Drilling into Tiles: Step-by-Step
Here is a step-by-step breakdown of how to drill into tile. Keep in mind that every project is different, and these are general guidelines and may vary depending on the tile you're using and what you're installing.
- Start by putting on your safety goggles to protect your eyes from any tile shards or dust.
- If you're working in a finished room, start by protecting the areas around the tile with towels or other coverings. Spare bits of tile can damage surrounding surfaces, and this will make it easier to clean up any tile dust left behind.
- If you're drilling into loose tile, place a piece of scrap wood behind it as a backing.
- Use masking or painter's tape to make an X on the tile over where you want to drill. Use a pencil to mark the exact spot you want to drill on the tape. The tape will help keep the tile and glaze from cracking. If you're drilling into stone or porcelain tile, use a second layer of tape. This will also keep the drill bit from wandering and potentially damaging your tile.
- Insert your drill bit into the drill and lock it in. Always check your drill to make sure it's on the "normal" drilling. Accidentally using the "hammer" setting will ruin your tile.

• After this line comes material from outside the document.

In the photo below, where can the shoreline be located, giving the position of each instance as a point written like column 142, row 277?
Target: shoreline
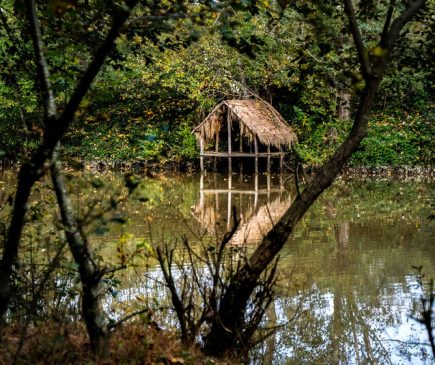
column 172, row 167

- Power on your drill. Using moderate speed and pressure, begin drilling at the point marked on your tile. Be patient because increasing speed or pressure will crack the tile. Maintain consistent speed until you feel the drill bit perforate the back side of the tile. Release pressure on the drill as soon as the drill bit comes through the tile; this will help to create a clean hole. If you're drilling into installed tile, continue drilling through the backer board. If your drill bit overheats, stop the drill and dip the bit into water.
- Remove the drill from the hole and turn the power off.
Congratulations! You've successfully drilled through your first piece of tile. With a little practice, you'll soon feel like there's nothing to it.